The plaintiffs argue, in effect, that the ZBA erred by finding the engineer
to be credible. However, it was for the ZBA to assess the credibility of the
parties’ offers of proof. See id. at 519.

Finally, the plaintiffs argue that the trial court erred by not considering
information they submitted, for the first time, with their motion for
reconsideration. The plaintiffs appended to their motion records from the New
Hampshire Department of Environmental Services (DES) concerning the water
treatment chemicals that Aquarion uses. The trial court declined to consider
that evidence because the plaintiffs could have submitted it to the ZBA at the
hearing on the special exception, but chose not to do so.
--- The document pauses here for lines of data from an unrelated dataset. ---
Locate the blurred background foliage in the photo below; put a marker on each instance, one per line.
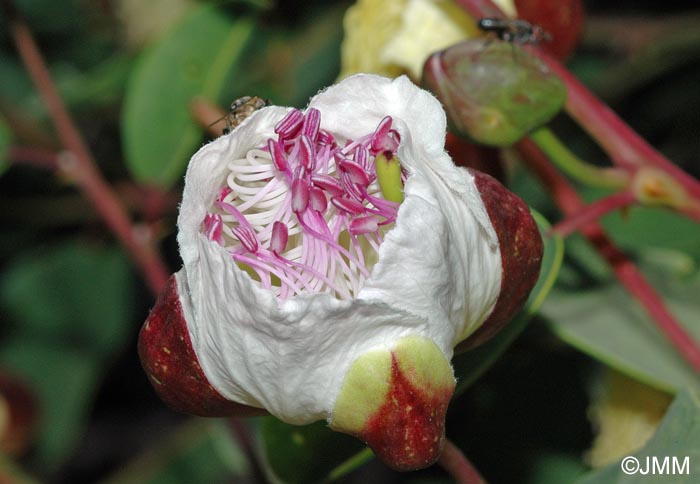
(71, 303)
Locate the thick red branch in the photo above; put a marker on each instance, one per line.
(593, 212)
(83, 168)
(626, 272)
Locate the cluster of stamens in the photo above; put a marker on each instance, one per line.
(304, 214)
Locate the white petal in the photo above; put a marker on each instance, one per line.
(438, 271)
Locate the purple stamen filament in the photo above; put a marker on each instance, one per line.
(304, 213)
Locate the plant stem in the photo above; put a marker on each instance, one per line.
(624, 146)
(591, 213)
(575, 167)
(81, 166)
(458, 466)
(37, 157)
(626, 272)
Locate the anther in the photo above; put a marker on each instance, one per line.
(350, 206)
(317, 199)
(280, 235)
(300, 195)
(247, 238)
(289, 126)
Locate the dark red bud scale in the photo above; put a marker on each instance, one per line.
(167, 356)
(521, 255)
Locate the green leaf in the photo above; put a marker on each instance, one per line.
(74, 296)
(471, 365)
(608, 324)
(11, 472)
(5, 140)
(289, 80)
(201, 451)
(677, 437)
(192, 60)
(64, 382)
(307, 454)
(643, 227)
(70, 309)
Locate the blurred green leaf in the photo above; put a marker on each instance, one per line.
(5, 140)
(192, 60)
(555, 468)
(73, 296)
(678, 436)
(70, 306)
(643, 227)
(65, 381)
(471, 365)
(200, 451)
(306, 454)
(289, 66)
(102, 84)
(605, 322)
(10, 472)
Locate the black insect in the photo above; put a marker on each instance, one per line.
(242, 108)
(516, 31)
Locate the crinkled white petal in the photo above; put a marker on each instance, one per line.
(438, 274)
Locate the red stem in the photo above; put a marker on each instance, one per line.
(482, 8)
(37, 157)
(84, 169)
(592, 212)
(458, 466)
(624, 146)
(626, 272)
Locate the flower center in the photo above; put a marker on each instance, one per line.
(304, 214)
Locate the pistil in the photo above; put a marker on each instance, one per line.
(302, 214)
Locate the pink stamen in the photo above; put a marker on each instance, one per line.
(364, 225)
(312, 123)
(329, 184)
(294, 209)
(280, 236)
(247, 238)
(300, 195)
(385, 138)
(347, 205)
(277, 155)
(290, 124)
(355, 171)
(317, 199)
(306, 153)
(223, 193)
(213, 227)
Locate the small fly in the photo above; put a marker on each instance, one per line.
(516, 31)
(241, 109)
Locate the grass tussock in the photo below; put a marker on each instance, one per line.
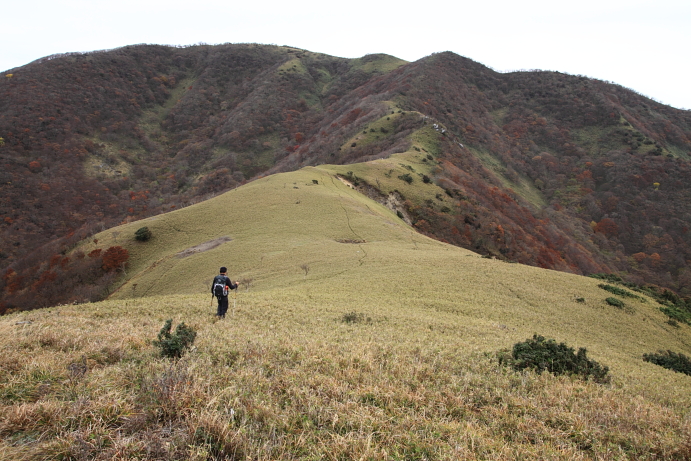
(408, 372)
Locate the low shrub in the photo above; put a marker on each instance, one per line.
(143, 234)
(615, 302)
(620, 291)
(406, 177)
(542, 354)
(670, 360)
(175, 344)
(355, 317)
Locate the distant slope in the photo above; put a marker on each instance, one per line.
(308, 233)
(542, 168)
(351, 334)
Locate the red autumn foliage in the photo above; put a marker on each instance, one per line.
(114, 258)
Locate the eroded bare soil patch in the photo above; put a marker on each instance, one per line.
(206, 246)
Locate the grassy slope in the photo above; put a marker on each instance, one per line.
(412, 382)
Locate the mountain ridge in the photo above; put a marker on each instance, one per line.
(546, 157)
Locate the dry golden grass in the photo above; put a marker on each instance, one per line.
(383, 348)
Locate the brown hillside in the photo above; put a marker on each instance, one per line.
(543, 168)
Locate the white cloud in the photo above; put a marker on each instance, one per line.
(641, 44)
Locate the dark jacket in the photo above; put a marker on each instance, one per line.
(223, 280)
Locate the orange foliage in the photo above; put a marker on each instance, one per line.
(607, 227)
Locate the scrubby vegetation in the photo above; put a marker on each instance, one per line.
(284, 382)
(541, 354)
(143, 234)
(174, 345)
(670, 360)
(547, 169)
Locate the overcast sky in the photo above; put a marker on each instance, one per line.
(640, 44)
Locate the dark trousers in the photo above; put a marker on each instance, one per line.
(222, 306)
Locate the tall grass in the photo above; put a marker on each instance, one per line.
(287, 377)
(383, 349)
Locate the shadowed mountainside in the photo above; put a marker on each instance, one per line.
(542, 168)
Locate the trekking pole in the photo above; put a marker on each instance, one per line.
(235, 299)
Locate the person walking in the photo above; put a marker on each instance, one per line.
(219, 288)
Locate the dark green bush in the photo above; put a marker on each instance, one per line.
(677, 314)
(615, 302)
(542, 354)
(670, 360)
(406, 177)
(175, 344)
(355, 317)
(143, 234)
(607, 277)
(619, 291)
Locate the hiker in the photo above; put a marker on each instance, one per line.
(219, 288)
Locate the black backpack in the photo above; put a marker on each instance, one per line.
(220, 288)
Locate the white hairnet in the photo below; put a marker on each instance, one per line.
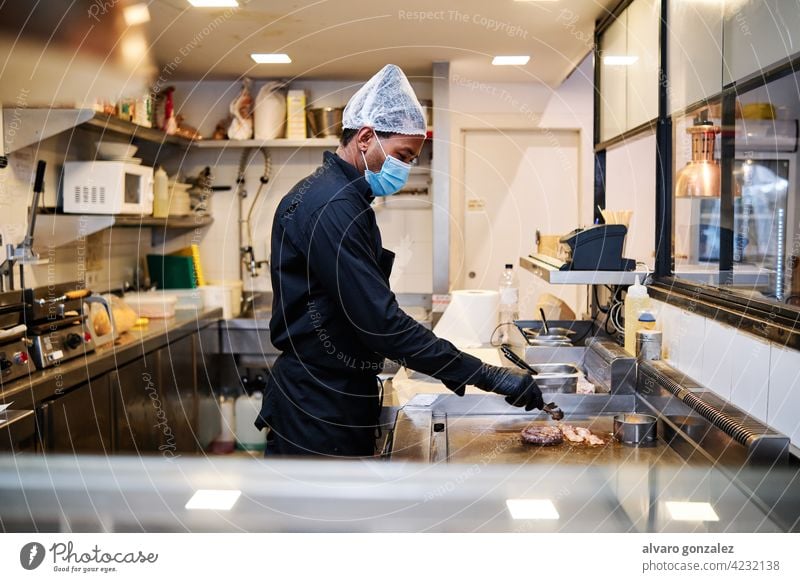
(386, 103)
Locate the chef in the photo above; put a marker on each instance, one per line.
(334, 316)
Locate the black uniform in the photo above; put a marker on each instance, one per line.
(335, 319)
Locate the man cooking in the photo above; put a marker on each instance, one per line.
(334, 316)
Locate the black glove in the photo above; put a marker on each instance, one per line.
(518, 387)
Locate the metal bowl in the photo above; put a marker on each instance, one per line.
(636, 430)
(561, 378)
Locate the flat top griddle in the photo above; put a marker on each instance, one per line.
(496, 439)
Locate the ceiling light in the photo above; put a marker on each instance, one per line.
(270, 58)
(624, 60)
(531, 509)
(511, 60)
(136, 14)
(220, 499)
(691, 511)
(214, 3)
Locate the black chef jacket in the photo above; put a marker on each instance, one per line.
(335, 320)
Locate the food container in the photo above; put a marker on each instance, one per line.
(152, 304)
(325, 121)
(109, 150)
(225, 294)
(636, 430)
(556, 377)
(188, 299)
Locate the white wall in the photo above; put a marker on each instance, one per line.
(631, 185)
(405, 223)
(481, 105)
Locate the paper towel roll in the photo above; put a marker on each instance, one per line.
(470, 318)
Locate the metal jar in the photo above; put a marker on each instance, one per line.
(325, 121)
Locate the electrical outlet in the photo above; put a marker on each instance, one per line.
(92, 278)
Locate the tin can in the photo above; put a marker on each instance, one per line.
(648, 344)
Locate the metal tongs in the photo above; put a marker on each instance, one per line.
(552, 408)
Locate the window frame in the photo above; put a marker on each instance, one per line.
(775, 322)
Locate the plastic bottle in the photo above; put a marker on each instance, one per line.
(225, 441)
(160, 194)
(248, 437)
(636, 301)
(508, 310)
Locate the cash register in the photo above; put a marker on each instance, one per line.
(595, 248)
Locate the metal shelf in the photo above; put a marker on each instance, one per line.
(109, 123)
(168, 222)
(312, 142)
(549, 272)
(22, 126)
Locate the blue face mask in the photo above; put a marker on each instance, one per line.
(392, 177)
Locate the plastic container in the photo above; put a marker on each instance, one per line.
(508, 309)
(160, 194)
(636, 301)
(188, 299)
(180, 202)
(226, 439)
(225, 294)
(269, 113)
(248, 437)
(152, 304)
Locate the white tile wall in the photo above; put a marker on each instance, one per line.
(718, 356)
(762, 379)
(783, 407)
(750, 374)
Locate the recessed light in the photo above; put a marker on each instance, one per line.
(270, 58)
(531, 509)
(214, 3)
(511, 60)
(136, 14)
(691, 511)
(220, 499)
(624, 60)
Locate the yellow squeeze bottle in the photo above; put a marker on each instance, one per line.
(636, 301)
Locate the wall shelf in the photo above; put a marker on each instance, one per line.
(178, 222)
(114, 125)
(312, 142)
(22, 126)
(550, 272)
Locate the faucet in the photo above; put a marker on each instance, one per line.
(248, 257)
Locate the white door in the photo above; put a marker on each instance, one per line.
(515, 183)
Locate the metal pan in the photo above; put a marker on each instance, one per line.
(636, 430)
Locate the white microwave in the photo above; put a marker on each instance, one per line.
(101, 187)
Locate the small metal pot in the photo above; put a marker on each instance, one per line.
(636, 430)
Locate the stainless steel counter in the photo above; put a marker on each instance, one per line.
(133, 344)
(135, 494)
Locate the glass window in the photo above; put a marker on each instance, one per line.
(764, 219)
(628, 61)
(696, 188)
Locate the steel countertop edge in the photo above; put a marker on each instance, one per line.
(40, 384)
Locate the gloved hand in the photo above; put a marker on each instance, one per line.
(518, 387)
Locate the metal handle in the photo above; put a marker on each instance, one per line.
(515, 359)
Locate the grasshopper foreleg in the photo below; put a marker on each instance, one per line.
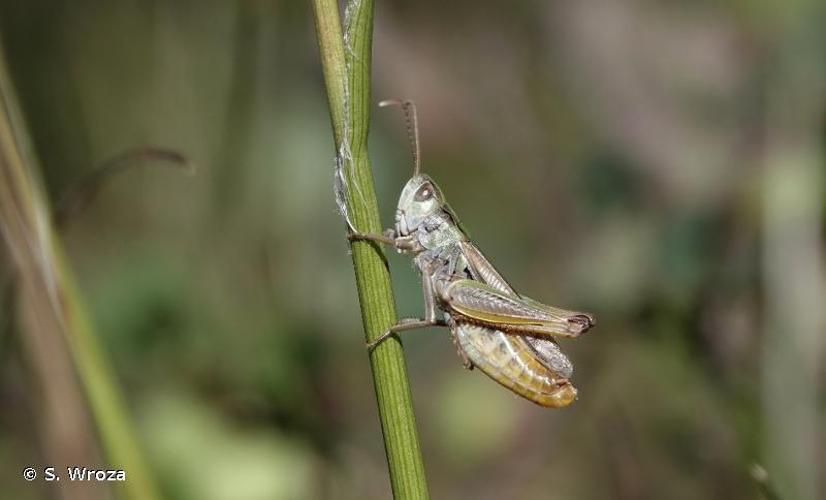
(403, 244)
(402, 325)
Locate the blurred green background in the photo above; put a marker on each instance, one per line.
(659, 164)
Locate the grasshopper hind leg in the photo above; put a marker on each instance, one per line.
(466, 362)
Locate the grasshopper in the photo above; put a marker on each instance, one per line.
(508, 336)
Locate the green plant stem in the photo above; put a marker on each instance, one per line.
(346, 64)
(55, 312)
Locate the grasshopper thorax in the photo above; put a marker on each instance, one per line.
(421, 199)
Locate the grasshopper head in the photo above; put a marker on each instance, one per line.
(420, 198)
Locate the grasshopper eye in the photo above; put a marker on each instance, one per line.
(424, 193)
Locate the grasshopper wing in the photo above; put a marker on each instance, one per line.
(482, 303)
(512, 362)
(482, 270)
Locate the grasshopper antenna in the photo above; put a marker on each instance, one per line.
(409, 108)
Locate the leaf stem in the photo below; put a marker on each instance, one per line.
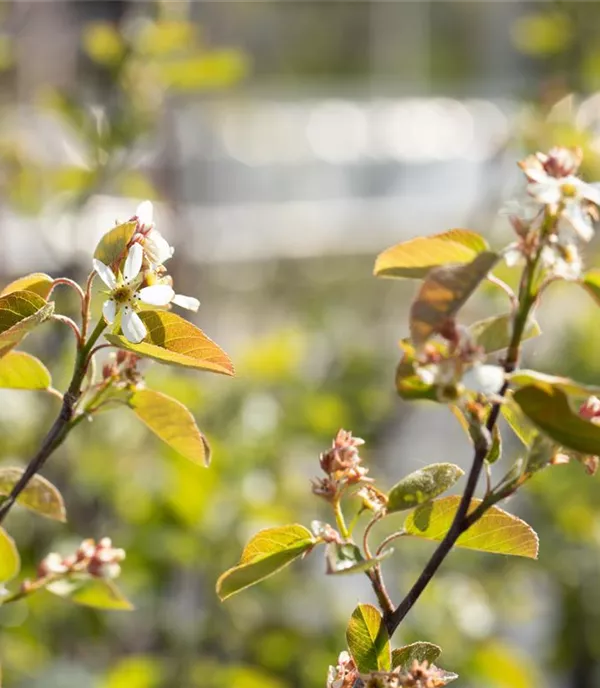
(61, 426)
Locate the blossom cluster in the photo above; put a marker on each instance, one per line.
(99, 559)
(342, 466)
(140, 279)
(558, 215)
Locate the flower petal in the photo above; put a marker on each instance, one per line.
(109, 311)
(132, 326)
(145, 213)
(133, 263)
(485, 379)
(105, 273)
(189, 302)
(156, 295)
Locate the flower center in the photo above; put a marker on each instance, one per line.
(122, 294)
(569, 190)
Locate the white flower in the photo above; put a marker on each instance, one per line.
(484, 379)
(125, 297)
(156, 247)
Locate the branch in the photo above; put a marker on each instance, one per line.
(61, 426)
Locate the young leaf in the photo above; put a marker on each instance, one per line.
(494, 334)
(170, 420)
(91, 592)
(19, 370)
(38, 282)
(10, 561)
(268, 551)
(368, 640)
(549, 409)
(415, 258)
(20, 312)
(496, 531)
(346, 558)
(175, 341)
(518, 421)
(40, 495)
(423, 485)
(444, 292)
(113, 244)
(591, 282)
(420, 651)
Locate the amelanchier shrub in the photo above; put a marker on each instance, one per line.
(136, 318)
(474, 370)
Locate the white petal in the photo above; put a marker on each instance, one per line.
(188, 302)
(133, 263)
(145, 213)
(105, 274)
(156, 295)
(158, 247)
(485, 379)
(109, 311)
(132, 325)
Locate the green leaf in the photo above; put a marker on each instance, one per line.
(40, 495)
(19, 370)
(38, 282)
(20, 312)
(423, 485)
(518, 421)
(368, 640)
(10, 561)
(113, 245)
(549, 409)
(346, 558)
(539, 456)
(497, 531)
(442, 294)
(495, 451)
(591, 282)
(421, 652)
(415, 258)
(175, 341)
(170, 420)
(268, 551)
(494, 334)
(91, 592)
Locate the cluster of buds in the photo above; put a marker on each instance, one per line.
(100, 560)
(590, 411)
(559, 214)
(341, 464)
(458, 370)
(121, 369)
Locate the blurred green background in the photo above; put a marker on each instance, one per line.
(285, 143)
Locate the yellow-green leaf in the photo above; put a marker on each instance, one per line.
(175, 341)
(267, 552)
(494, 334)
(38, 282)
(91, 592)
(10, 561)
(368, 640)
(113, 244)
(549, 409)
(415, 258)
(19, 370)
(423, 485)
(497, 531)
(20, 312)
(444, 292)
(419, 651)
(172, 422)
(40, 495)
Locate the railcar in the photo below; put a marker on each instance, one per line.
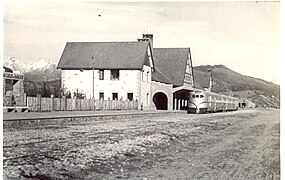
(204, 101)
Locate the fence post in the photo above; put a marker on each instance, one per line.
(38, 103)
(64, 103)
(52, 102)
(25, 99)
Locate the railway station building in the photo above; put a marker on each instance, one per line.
(158, 78)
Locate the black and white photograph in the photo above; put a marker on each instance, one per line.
(141, 90)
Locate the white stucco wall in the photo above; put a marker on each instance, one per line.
(128, 82)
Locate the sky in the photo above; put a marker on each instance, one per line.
(244, 36)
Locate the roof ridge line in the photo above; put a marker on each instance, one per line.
(164, 75)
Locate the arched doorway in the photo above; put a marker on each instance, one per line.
(160, 101)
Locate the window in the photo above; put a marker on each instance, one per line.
(101, 96)
(115, 74)
(115, 96)
(130, 96)
(101, 74)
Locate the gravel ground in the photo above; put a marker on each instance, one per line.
(233, 145)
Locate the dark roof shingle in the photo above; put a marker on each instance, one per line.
(104, 55)
(172, 65)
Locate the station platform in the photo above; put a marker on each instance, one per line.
(82, 114)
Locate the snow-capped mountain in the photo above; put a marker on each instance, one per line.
(15, 64)
(40, 65)
(41, 70)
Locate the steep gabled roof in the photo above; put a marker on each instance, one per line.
(172, 65)
(104, 55)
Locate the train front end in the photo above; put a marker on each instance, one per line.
(198, 102)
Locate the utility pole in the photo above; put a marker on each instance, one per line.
(211, 81)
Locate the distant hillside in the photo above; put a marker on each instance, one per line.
(41, 77)
(227, 81)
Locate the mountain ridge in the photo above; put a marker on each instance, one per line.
(43, 77)
(227, 81)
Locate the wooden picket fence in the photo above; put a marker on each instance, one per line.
(40, 104)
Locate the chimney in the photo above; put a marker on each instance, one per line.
(147, 37)
(211, 80)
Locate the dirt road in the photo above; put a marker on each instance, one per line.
(233, 145)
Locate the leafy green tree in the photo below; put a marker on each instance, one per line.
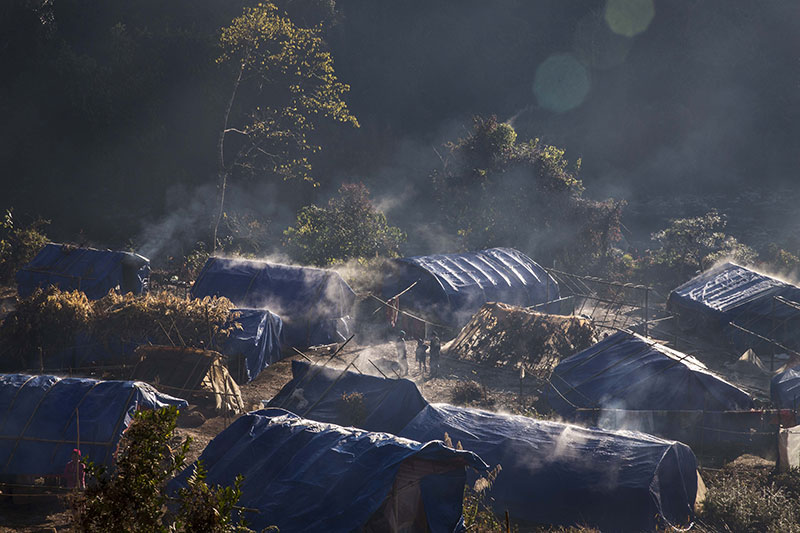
(493, 190)
(18, 244)
(133, 497)
(288, 73)
(689, 245)
(349, 227)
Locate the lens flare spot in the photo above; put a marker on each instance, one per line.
(629, 17)
(561, 83)
(596, 46)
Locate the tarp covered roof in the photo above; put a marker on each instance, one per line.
(196, 374)
(309, 476)
(732, 293)
(94, 272)
(456, 285)
(258, 342)
(784, 388)
(561, 474)
(628, 371)
(316, 392)
(40, 416)
(312, 302)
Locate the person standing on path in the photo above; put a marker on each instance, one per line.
(420, 356)
(436, 351)
(402, 355)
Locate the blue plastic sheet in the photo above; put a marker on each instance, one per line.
(731, 293)
(94, 272)
(308, 476)
(784, 389)
(258, 342)
(316, 393)
(313, 303)
(454, 286)
(40, 416)
(561, 474)
(627, 371)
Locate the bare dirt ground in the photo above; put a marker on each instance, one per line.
(499, 389)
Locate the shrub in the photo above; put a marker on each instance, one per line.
(353, 409)
(494, 190)
(752, 504)
(689, 245)
(133, 497)
(18, 244)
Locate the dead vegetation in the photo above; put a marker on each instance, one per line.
(466, 392)
(501, 335)
(51, 320)
(751, 497)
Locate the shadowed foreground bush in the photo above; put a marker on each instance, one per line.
(133, 497)
(743, 502)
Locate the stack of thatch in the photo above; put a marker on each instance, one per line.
(501, 335)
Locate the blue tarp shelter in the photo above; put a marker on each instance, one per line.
(452, 287)
(95, 272)
(784, 389)
(732, 293)
(317, 393)
(309, 476)
(313, 303)
(630, 372)
(257, 344)
(561, 474)
(40, 416)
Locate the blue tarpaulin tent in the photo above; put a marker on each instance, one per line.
(40, 417)
(258, 342)
(784, 389)
(317, 393)
(95, 272)
(313, 303)
(731, 293)
(628, 371)
(309, 476)
(453, 286)
(553, 473)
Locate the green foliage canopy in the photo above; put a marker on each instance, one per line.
(290, 72)
(493, 190)
(688, 245)
(349, 227)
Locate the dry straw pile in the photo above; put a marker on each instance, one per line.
(501, 335)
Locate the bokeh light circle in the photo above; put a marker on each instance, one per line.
(561, 83)
(629, 17)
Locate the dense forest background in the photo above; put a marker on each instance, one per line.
(112, 111)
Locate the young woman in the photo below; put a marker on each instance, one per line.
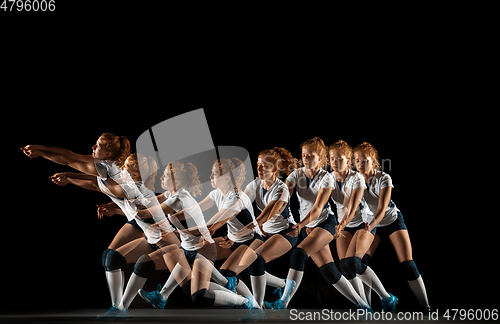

“Whether to receive further evidence on a motion for reconsideration
rests in the sound discretion of the trial court.” Lillie-Putz Trust v. DownEast
Energy Corp., 160 N.H. 716, 726 (2010)
. We review the trial court’s ruling for
an unsustainable exercise of discretion and will not overturn it unless the
plaintiffs can show that it was clearly untenable or unreasonable to the
prejudice of their case. See id. Moreover, in the context of an appeal of a ZBA
decision, “[i]t is the trial court’s prerogative to determine whether admission of
further evidence would advance justice or judicial economy. The trial court is
in the best position to determine the sufficiency of the record before it.”
Robinson v. Town of Hudson, 149 N.H. 255, 258 (2003) (quotation omitted).

Here, we cannot conclude that the trial court unsustainably exercised its
discretion by declining to consider the DES information the plaintiffs submitted
for the first time with their motion for reconsideration. The trial court was well
within its discretion not to consider information that could have been, but was
not, presented to the ZBA. As the trial court observed: “The ZBA weighed the
evidence and assessed the credibility of offers of proof based upon the
information that it had at the time, and the process of appellate review is not
designed to afford the losing side an opportunity to undermine those credibility
determinations in this manner, particularly where such evidence is submitted,
for the first time, in . . . a motion for reconsideration.” We have reviewed the
plaintiffs’ remaining arguments and conclude that they do not warrant further
discussion. See Vogel v. Vogel, 137 N.H. 321, 322 (1993).

Affirmed.

Lynn, C.J., and Hicks, Hantz Marconi, and Donovan, JJ., concurred.